In an interview, Conboy acknowledged past problems with the radio system, including a Boeing-led effort to develop the underlying software.
But Boeing made "significant" progress over the past two years, which in turn helped to reduce the risk of the AMF segment that will now be awarded, Conboy said. "I feel very bullish about the probability of achieving the goals of the program," he said, adding Boeing's work on the other program had helped weed out which technologies to use and which to skip. Boeing's team includes Harris Corp, L-3 Communications Holdings Inc, and Rockwell Collins Inc.
Rival Lockheed is competing for the contract with a team that includes BAE Systems Plc, General Dynamics Corp, Raytheon Co and the Northrop Grumman Corp unit that works on communications equipment for F-22 and F-35 fighter jets. Glenn Kurowski, director of the Lockheed team, lauded his group's collective experience on communications equipment, and said past performance accounted for about one-third of the evaluation criteria.

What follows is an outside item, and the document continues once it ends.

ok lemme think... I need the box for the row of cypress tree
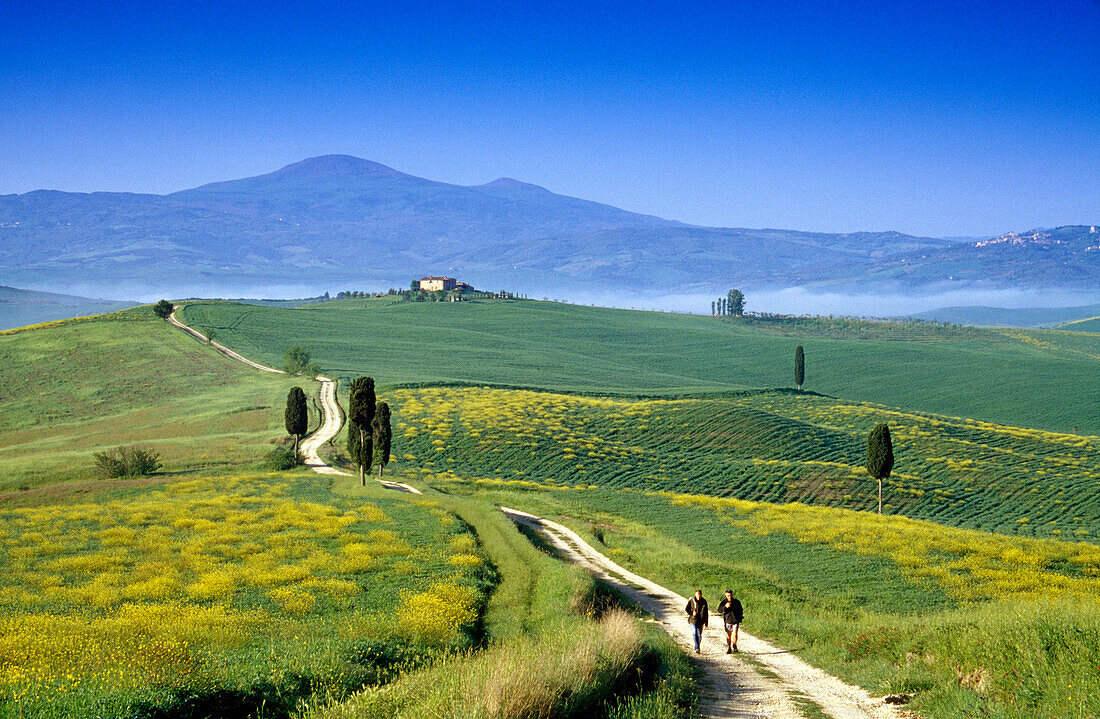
[347,376,392,485]
[284,378,392,483]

Lockheed is well-positioned to win the award, due to its experience on WIN-T, another big communications program; its work on the precursor contract to this one; and its experience as a systems integrator on other weapons, he said. "It's not just a radio; it's about the integration," Kurowski told Reuters.
Initially, the AMF equipment is due to be installed on Army Apache and CH-47 helicopters, Navy E-2C reconnaissance planes, C-130 aircraft used by special operations forces, Navy aircraft carriers and other warships, plus unmanned fixed radio sites.
The Pentagon's fiscal 2009 budget request includes $203.8 million for the AMF program, up from $106.7 million in fiscal 2008. Funding is expected to rise steadily as the program nears low-rate initial production in 2012.